Decision making and uncertainty quantification for individualized treatments

TL;DR

This paper introduces a Bayesian approach using BART models to develop and evaluate individualized treatment rules, enabling personalized treatment decisions with uncertainty quantification and improved health outcomes.

Contribution

It proposes a novel method combining Bayesian Additive Regression Trees with treatment decision strategies, allowing for flexible, interpretable, and uncertainty-aware individualized treatment rules.

Findings

Method outperforms existing approaches in simulations.

Effectively quantifies uncertainty in treatment decisions.
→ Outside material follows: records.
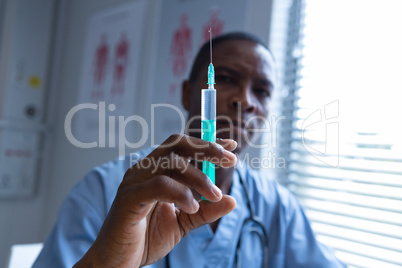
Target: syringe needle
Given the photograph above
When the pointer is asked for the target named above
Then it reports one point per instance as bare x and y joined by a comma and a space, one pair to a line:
210, 43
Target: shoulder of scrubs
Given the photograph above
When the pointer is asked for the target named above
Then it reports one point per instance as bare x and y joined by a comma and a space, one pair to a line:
292, 242
83, 212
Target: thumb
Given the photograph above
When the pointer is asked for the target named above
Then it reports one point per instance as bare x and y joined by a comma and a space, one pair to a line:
207, 213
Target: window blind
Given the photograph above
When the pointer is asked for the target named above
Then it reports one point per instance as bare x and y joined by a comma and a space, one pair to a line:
339, 64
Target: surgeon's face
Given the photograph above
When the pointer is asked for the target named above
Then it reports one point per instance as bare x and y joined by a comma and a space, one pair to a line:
244, 73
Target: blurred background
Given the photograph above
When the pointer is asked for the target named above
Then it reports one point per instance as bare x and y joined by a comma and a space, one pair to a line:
81, 82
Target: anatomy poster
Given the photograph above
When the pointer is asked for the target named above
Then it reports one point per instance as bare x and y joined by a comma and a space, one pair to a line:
184, 27
110, 65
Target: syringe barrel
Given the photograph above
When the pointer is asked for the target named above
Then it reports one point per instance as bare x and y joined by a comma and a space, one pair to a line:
208, 104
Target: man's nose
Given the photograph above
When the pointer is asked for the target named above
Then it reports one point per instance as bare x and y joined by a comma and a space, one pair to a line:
243, 100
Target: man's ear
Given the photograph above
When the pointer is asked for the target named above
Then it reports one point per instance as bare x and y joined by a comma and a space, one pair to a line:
186, 94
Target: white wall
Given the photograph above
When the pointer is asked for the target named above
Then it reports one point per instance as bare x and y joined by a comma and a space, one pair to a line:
32, 219
20, 218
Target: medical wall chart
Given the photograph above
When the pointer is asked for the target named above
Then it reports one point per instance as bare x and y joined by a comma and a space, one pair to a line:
109, 74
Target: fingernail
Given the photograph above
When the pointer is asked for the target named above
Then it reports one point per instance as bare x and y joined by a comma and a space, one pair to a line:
229, 155
217, 191
196, 205
230, 141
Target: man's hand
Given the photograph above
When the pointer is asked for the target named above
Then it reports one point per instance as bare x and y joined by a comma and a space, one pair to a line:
155, 208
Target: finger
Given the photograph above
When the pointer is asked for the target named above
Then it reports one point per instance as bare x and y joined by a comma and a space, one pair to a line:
187, 174
228, 144
198, 149
207, 213
160, 188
Successfully applied to hematopoietic cell transplantation data.

Abstract

Individualized treatment rules (ITR) can improve health outcomes by recognizing that patients may respond differently to treatment and assigning therapy with the most desirable predicted outcome for each individual. Flexible and efficient prediction models are desired as a basis for such ITRs to handle potentially complex interactions between patient factors and treatment. Modern Bayesian semiparametric and nonparametric regression models provide an attractive avenue in this regard as these allow natural posterior uncertainty quantification of patient specific treatment decisions as well as the population wide value of the prediction-based ITR. In addition, via the use of such models, inference is also available for the value of the Optimal ITR. We propose such an approach and implement it using Bayesian Additive Regression Trees (BART) as this model has been shown to perform well in fitting nonparametric regression functions to continuous and binary responses, even with many covariates. It is also computationally efficient for use in practice. With BART we investigate a treatment strategy which utilizes individualized predictions of patient outcomes from BART models. Posterior distributions of patient outcomes under each treatment are used to assign the treatment that maximizes the expected posterior utility. We also describe how to approximate such a treatment policy with a clinically interpretable ITR, and quantify its expected outcome. The proposed method performs very well in extensive simulation studies in comparison with several existing methods. We illustrate the usage of the proposed method to identify an individualized choice of conditioning regimen for patients undergoing hematopoietic cell transplantation and quantify the value of this method of choice in relation to the Optimal ITR as well as non-individualized treatment strategies.